In comparison, management, Citibank Venture Capital and other venture capital investors paid $168 million in a 1986 LBO, and employees paid founder J.D. Witherspoon $55 million when they purchased the company from him in a 1981 LBO.
At $7 a share, the stock price would be less than half the tangible book value of $14.53 per share.
Merrill Lynch has set no date for taking Pamida public.
Citibank would sell the 1.5 million shares from among its 2.4 million share stake in Pamida in order to comply with banking regulations. Including non-voting, as well as voting stocks, Citibank acquired a 48 percent interest during the 1986 LBO, said Richard Ramm, Pamida's chief financial officer. But federal banking regulations are forcing Citibank to reduce its venture capital stake to less than 25 percent, Ramm said.
If the sale goes through, Citibank will hold a 21.9% stake, Ramm added.
Pamida management holds a 12.3% stake but planned to sell no shares under the original IPO.
Pamida had hoped to raise about $58 million in additional capital to reduce its debt to equity ratio of 25:1. Even if the IPO had gone through as proposed, the debt/equity ratio would have stood at four to one, still twice a comfortable level of 2:1.

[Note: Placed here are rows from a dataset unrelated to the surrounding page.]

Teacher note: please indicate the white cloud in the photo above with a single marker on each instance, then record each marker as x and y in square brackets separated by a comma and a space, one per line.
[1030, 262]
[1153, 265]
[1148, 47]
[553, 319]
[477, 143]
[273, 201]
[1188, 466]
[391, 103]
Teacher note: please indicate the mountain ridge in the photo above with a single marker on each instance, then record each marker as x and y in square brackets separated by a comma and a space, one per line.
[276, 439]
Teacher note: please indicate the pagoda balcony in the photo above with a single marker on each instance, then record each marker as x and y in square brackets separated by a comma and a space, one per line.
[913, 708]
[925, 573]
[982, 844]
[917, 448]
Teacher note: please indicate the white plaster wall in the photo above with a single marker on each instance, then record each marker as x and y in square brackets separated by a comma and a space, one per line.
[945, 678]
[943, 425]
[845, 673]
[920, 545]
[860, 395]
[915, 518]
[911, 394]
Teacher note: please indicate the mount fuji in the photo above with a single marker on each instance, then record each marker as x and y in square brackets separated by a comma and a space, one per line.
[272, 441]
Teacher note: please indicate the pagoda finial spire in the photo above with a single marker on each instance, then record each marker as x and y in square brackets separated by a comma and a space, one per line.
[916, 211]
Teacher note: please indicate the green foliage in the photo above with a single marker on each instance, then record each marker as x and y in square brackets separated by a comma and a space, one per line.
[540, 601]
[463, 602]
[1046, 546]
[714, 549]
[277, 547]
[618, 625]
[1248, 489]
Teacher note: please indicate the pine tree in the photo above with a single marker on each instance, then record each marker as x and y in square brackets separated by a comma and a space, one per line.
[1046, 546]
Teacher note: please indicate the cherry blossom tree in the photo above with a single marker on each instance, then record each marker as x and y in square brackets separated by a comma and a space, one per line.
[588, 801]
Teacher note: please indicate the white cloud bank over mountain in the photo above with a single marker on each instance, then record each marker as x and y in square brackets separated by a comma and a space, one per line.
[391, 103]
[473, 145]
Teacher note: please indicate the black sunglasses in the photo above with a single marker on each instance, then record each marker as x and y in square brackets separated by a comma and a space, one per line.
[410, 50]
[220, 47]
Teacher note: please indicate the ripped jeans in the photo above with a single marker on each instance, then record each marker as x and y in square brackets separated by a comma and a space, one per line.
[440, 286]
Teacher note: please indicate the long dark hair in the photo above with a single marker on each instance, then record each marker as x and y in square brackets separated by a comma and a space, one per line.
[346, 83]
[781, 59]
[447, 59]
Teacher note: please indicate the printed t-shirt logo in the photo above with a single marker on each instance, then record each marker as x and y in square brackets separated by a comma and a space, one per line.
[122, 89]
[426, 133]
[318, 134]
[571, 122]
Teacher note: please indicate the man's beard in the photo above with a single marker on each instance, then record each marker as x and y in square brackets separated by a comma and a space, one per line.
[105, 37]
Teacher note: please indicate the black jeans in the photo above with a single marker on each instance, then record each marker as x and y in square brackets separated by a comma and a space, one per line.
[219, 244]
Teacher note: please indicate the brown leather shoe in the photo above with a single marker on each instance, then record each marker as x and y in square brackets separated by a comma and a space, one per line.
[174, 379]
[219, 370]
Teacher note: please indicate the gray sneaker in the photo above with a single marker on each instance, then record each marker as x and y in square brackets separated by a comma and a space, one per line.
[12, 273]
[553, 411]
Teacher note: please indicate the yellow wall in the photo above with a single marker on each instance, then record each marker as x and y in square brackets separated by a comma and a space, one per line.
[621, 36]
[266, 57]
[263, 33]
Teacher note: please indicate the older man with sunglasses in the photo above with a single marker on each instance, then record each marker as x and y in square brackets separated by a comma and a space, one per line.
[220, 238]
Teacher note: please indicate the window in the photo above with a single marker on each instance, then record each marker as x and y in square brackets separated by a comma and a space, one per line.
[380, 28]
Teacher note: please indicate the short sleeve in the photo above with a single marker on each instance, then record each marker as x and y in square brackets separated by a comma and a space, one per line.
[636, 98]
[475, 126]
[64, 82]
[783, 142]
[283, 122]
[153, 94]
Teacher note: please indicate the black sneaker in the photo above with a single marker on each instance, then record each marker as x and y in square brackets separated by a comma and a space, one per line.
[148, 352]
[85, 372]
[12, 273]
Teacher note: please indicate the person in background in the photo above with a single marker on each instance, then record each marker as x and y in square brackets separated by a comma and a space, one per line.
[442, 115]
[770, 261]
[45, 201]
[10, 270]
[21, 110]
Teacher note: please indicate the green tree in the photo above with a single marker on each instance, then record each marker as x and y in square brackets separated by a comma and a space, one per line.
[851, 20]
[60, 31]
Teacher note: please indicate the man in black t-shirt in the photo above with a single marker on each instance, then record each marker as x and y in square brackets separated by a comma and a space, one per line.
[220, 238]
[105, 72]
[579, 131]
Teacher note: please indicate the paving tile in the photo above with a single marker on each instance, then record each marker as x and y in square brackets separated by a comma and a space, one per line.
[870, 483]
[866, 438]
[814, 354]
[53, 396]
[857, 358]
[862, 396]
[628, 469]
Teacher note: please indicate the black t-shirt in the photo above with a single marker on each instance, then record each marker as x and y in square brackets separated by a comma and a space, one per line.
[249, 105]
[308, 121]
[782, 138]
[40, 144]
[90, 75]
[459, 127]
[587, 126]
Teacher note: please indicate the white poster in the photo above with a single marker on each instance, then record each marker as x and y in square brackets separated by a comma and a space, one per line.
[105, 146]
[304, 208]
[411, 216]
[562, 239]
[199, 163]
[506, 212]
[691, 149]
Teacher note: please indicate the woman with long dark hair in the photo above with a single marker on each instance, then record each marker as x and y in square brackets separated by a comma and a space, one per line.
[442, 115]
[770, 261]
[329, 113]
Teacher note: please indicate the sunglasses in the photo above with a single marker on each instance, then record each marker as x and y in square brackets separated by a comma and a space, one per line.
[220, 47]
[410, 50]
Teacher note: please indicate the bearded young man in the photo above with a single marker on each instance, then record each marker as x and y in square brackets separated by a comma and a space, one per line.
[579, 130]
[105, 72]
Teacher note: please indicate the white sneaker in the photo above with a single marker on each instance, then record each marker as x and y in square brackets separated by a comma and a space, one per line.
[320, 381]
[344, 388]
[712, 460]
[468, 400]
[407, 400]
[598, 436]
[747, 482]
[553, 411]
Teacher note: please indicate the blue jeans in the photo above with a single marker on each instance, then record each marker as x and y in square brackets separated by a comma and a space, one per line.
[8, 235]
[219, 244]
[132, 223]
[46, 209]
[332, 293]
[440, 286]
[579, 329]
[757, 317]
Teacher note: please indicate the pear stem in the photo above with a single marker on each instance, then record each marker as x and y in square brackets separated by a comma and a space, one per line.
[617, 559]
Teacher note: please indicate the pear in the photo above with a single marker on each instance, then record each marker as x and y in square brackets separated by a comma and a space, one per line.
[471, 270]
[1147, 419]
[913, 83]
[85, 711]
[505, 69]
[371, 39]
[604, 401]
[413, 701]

Pamida made an operating profit in 1989 of 5.9% of $621 million in sales from 173 stores. But heavy interest expense from two LBOs reduced pretax profit to 1.9% of revenues.
When Pamida employees bought the chain from its founder through an employee stock ownership plan, they financed the deal with borrowed money. Then the management-led LBO piled on still more debt.
Pamida is internally financing the addition of about seven stores a year but had hoped to increase that to 15 with the planned new capital.